The data here is represented by two 1.5% gels (1 and 2, left to right as loaded and run) on which Thursdays samples were run and two 0.8% gels on which Friday's samples were run - the students loaded them, so I don't have the identity of the samples in the lanes at this point (will update later). Order is (DM/NL; Kevin/Brandon; KWKJ; ML/TL; NM/GC)
Here is the list of the primers we are using in these experiments (provided as a Word document) Primer list
June 27 th
Practice makes perfect, and also, the sample processing was interrupted last week by the water shut down. So students again purified DNA from lveaves- the image today focus on the processes rather than the students.
The goal of the day was to gain experience and confidence in carrying out the steps, and ask more detailed questions about why each step is carried out. .
Leaf samples are removed from storage baggies, weighed, and put in mortars on ice.
Chemicals and dry ice are added to the mortar and the leaves are first crushed and then ground to a paste, which is then allowed to become somewhat liquid.

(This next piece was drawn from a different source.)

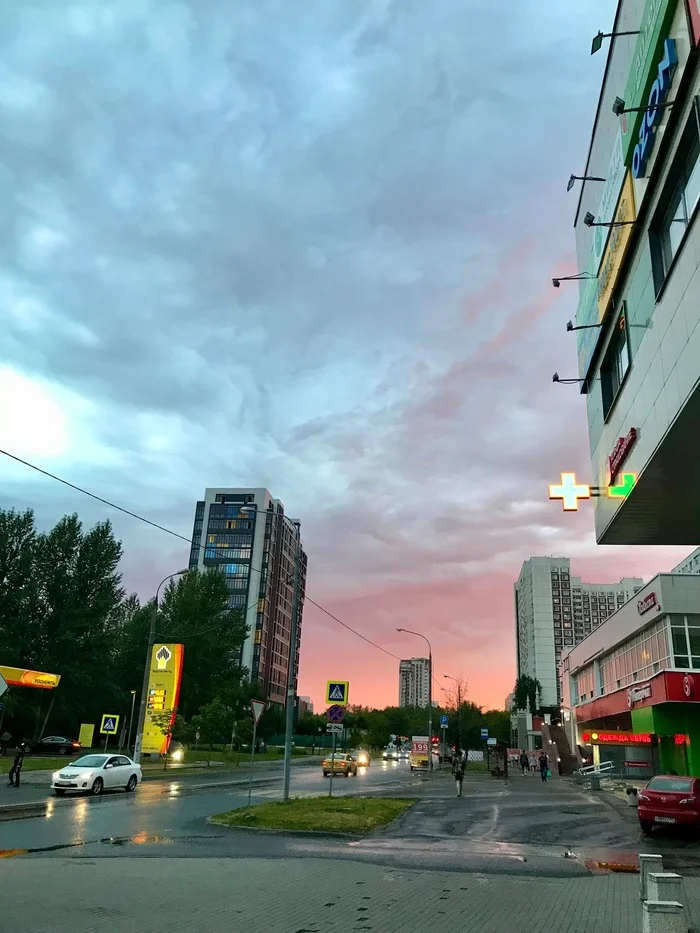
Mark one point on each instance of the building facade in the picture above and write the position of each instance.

The liquid is fiiltered through Miracloth to remove chunks, either directly scraping it into a tube covered with the cloth, or first into a weigh boat which is then used as a funnel to add to a tube.

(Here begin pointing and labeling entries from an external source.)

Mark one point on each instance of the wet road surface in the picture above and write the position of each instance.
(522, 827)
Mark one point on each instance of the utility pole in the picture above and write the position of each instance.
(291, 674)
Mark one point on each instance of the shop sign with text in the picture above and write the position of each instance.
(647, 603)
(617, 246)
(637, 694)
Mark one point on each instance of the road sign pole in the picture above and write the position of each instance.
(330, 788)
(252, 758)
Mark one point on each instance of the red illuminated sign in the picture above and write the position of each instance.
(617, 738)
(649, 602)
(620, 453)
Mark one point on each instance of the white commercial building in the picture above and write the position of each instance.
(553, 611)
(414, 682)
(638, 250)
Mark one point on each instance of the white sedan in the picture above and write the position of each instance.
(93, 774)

Chlroform is added in equal volume - at first the two layers are separate (chlorofom is denser so it is the bottom layer), then the mixture is vortexed and centrifuged- now when the layers separate the chloroform is green with extracted chlorophyll, there is
a white intermediate layer of white carbohydrate and protein, and the aqueous layer on top has the nucleic acids.
Removing the top layer to a fresh tube we add 0.7X the volume of isopropanol - nucleic acid cannot remain in solution in 40% isopropanol, and we can see it starting to appear as white blobs in the tubes. This ia the lab stopping point for today.

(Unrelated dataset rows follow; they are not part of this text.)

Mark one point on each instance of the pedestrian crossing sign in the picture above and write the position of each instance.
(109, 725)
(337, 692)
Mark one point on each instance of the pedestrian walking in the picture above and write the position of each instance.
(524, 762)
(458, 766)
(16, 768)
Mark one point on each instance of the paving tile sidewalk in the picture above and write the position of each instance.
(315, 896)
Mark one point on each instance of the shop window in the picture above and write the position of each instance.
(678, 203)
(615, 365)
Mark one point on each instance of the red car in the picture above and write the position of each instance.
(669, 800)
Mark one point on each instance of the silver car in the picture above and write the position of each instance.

We have generated a lot of data that we need to share, and students need to get caught up with notenooks, so we spent the last part of the day putting all of our information together on the board, discussion how to interpret it, and then catching up with the notebooks.
The data here is represented by three 0.8% gels run with samples E (tree 43), H (tree 70) and L (tree 50) {note to see the first White board image for more information ), with a 10kbp ladder in Lane 1, the 12 long-amplicon primers in order
(see the spreadsheet above), and 2lanes of experimental conditions on sample B (tree4) fdone by Dr Weller and another ladder.